1 Introduction
Carbamazepine (CBZ), prescribed as a first-line treatment for focal or generalized tonic-clonic epileptic seizures, is diverse from individuals among CBZ daily maintenance doses, plasma concentrations, and treatment efficacy [1]. The difference of pharmacodynamics and pharmacokinetics of CBZ varied from environmental factors co-medication to genetic variation [2], among which genetic variation of drug-resistance and drug-metabolizing enzymes were found play critical roles in CBZ therapy for epileptics [3, 4].
CBZ, catalyzed by cytochrome P450 3A4 (CYP3A4) , can generate a bioactive metabolite carbamazepine-10,11-epoxide (CBZE) of which possess a strongly antiepileptic activity [5]. Subsequently, CBZE inactivated to carbamazepine-10,11-transdihydrodiol (CBZD) by microsomal epoxide hydrolase which is encoded by microsomal epoxide hydrolase (EPHX1 ) [6]. Meanwhile, the genetic variants ofc.337T>C (rs1051740) and c.416A>G (rs2234922) in EPHX1 were found associated with the pharmacokinetics and pharmacodynamics of CBZ [7, 8]. P-glycoprotein (P-gp), producted by ATP binding cassette transporter, subfamily B, member 1 (ABCB1 ) or multidrug resistance 1 gene (MDR1 ), is a highly reported drug efflux transporter as CBZ substrates [9-11]. As a highly polymorphic drug-resistance gene, the ABCB1 polymorphisms ofc.3435C>T (rs1045642) in exon 26,c.1236C>T (rs1128503) in exon 12 andc.2677G>T/A (rs2032582) in exon 21 have been extensively studied can influence the extent of expression and transport activities of P-gp [11]. The c.3184A>G (rs2298771) and IVS5-91G>A (rs381278) polymorphisms in SCN1A alter the sodium channels structure and functions relationship with CBZ, ultimately rendering them insensitive to the blocking effect of CBZ, and SCN1A polymorphisms has been found to be associated with CBZ-resistant epilepsy [12-14].

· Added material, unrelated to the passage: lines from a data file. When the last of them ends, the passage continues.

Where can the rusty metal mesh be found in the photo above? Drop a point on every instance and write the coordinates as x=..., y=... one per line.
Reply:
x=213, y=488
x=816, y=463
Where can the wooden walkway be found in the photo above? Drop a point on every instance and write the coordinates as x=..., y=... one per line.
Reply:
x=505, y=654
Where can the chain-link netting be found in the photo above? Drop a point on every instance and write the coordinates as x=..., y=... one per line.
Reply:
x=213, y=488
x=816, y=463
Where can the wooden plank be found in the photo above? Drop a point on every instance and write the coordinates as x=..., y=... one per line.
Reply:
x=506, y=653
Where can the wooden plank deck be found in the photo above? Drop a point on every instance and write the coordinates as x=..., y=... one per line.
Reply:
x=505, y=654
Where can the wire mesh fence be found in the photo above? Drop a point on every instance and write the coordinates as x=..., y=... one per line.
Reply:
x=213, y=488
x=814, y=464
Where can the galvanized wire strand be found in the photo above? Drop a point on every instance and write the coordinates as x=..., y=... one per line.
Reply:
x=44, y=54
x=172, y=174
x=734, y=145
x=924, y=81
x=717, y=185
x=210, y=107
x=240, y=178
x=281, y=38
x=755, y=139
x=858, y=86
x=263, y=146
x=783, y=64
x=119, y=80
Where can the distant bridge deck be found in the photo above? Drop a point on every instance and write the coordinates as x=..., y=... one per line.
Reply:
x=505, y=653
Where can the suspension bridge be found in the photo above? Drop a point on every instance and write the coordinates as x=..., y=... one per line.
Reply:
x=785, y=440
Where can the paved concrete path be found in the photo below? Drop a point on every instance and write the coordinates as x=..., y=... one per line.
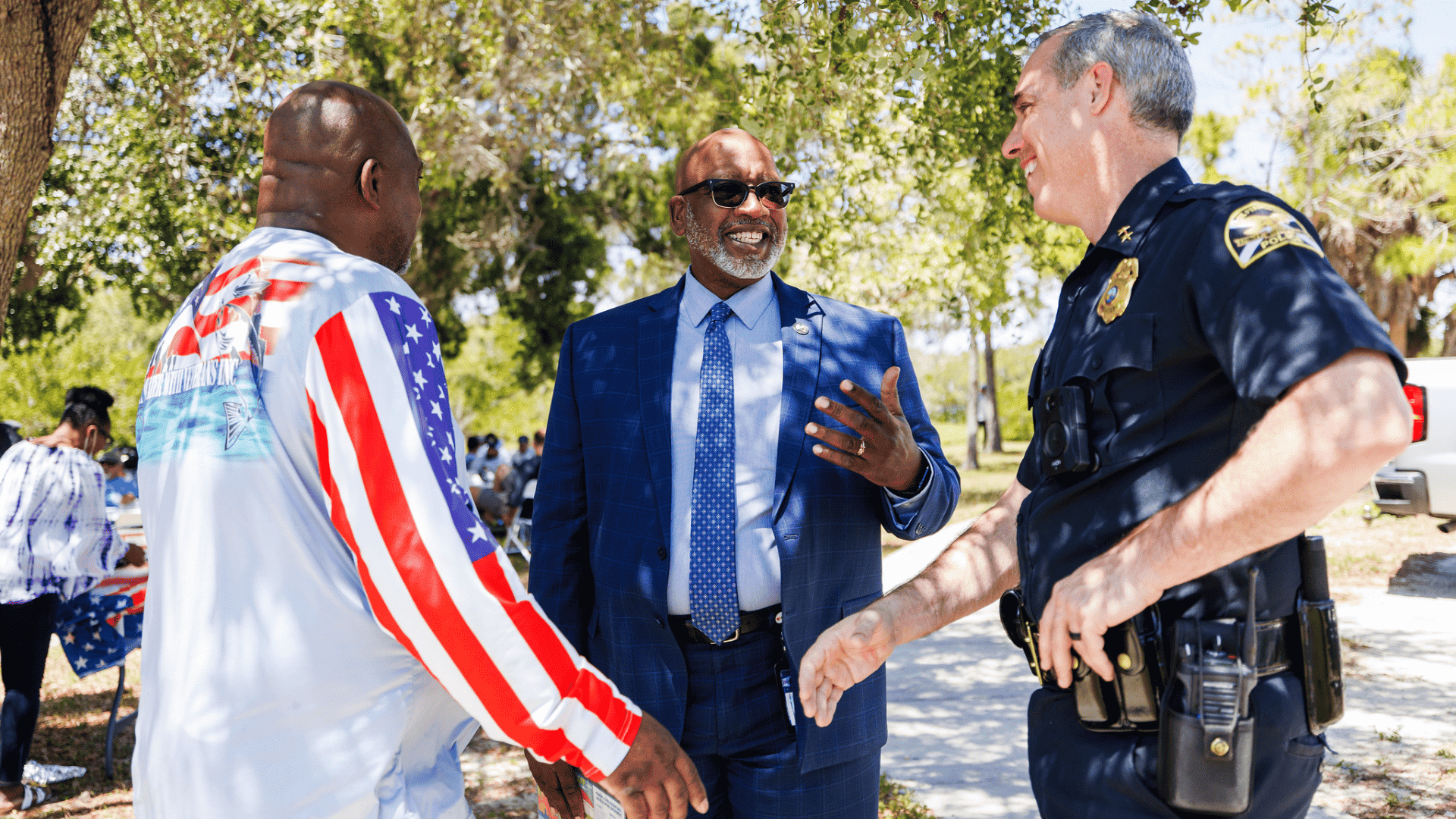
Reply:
x=959, y=698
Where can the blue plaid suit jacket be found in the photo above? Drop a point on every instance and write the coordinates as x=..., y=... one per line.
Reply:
x=603, y=502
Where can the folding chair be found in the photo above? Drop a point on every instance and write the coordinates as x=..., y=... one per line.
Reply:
x=519, y=537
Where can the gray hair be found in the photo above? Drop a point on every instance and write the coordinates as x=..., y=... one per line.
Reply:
x=1145, y=57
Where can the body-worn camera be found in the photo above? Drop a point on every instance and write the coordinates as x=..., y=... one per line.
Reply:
x=1062, y=419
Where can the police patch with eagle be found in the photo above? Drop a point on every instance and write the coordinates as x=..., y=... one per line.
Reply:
x=1258, y=228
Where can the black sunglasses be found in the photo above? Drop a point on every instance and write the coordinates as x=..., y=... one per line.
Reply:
x=731, y=193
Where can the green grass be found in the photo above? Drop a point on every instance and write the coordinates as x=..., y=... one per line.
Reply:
x=896, y=802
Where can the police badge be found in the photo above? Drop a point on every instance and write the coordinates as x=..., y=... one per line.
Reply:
x=1258, y=228
x=1119, y=290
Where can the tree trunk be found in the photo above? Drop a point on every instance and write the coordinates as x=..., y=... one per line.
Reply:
x=993, y=423
x=1401, y=309
x=1449, y=343
x=38, y=44
x=973, y=460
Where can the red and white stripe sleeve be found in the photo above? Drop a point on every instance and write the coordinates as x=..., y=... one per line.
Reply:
x=435, y=577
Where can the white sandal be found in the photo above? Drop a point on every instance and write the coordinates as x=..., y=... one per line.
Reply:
x=34, y=796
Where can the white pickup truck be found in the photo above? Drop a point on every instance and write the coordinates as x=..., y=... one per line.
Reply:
x=1423, y=479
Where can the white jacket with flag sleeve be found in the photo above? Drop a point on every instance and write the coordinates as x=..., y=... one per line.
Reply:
x=328, y=618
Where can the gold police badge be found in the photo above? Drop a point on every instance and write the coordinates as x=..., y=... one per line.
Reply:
x=1260, y=228
x=1119, y=290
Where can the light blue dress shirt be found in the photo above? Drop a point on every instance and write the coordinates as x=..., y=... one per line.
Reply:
x=758, y=373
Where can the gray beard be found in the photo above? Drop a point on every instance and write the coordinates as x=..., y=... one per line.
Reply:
x=712, y=246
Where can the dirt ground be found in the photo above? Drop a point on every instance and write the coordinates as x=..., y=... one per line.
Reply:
x=1392, y=776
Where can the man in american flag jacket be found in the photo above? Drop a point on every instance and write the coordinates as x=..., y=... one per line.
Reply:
x=328, y=620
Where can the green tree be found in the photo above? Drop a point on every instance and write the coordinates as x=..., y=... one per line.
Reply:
x=109, y=347
x=1373, y=169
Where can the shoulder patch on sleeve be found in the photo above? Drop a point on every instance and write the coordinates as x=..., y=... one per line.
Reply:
x=1258, y=228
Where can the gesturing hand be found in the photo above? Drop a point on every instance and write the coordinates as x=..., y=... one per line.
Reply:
x=884, y=452
x=558, y=783
x=846, y=653
x=655, y=780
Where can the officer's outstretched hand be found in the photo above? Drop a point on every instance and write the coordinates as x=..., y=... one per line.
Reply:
x=846, y=653
x=883, y=449
x=1101, y=594
x=655, y=780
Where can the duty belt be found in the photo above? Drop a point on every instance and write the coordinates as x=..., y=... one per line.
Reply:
x=1138, y=651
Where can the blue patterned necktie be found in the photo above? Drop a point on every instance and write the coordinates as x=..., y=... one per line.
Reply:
x=712, y=582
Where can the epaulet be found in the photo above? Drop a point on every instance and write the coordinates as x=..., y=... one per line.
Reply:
x=1220, y=193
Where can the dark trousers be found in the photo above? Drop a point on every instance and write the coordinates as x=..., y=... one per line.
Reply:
x=25, y=637
x=746, y=752
x=1078, y=774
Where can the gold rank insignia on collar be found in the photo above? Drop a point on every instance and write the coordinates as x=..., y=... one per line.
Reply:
x=1256, y=229
x=1119, y=290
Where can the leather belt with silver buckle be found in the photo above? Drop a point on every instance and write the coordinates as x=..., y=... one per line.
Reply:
x=748, y=623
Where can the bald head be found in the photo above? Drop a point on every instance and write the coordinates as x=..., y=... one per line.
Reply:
x=714, y=155
x=730, y=246
x=338, y=161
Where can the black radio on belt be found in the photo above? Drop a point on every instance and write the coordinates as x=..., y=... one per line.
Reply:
x=1062, y=419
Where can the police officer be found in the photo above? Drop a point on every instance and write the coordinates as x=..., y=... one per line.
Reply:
x=1215, y=388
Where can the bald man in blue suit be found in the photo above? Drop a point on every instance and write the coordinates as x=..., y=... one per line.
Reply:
x=705, y=509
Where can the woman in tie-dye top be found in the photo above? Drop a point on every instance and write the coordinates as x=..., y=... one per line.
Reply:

In 2019, Gui-Xin Zhao et al. [15] performed a meta-analysis revealed an association between EPHX1 c.337T>C andc.416A>G polymorphisms and CBZ metabolism in epilepsy with 7 articles were included, but the CDRCBZdata units were inconsistent in the Chin-Chuan Hung [16] and Chun-Lai Ma [17] studies were also directly meta-analyzed, which will bring a huge deviation in the outcome. Meanwhile, the relationship between ABCB1 (C.3435C>T, c.2677G>T/A and c.1236C>T) , EPHX1 (c.337T>Cand c.416A>G) polymorphisms and CBZ resistance still remains contradictory. In order to realize the individualized treatment of CBZ in epileptic patients, we performed a systematic meta-analysis to evaluate the effects of ABCB1 (C.3435C>T, c.2677G>T/A and c.1236C>T) and EPHX1 (c.337T>C and c.416A>G) polymorphisms on CBZ metabolism and resistance.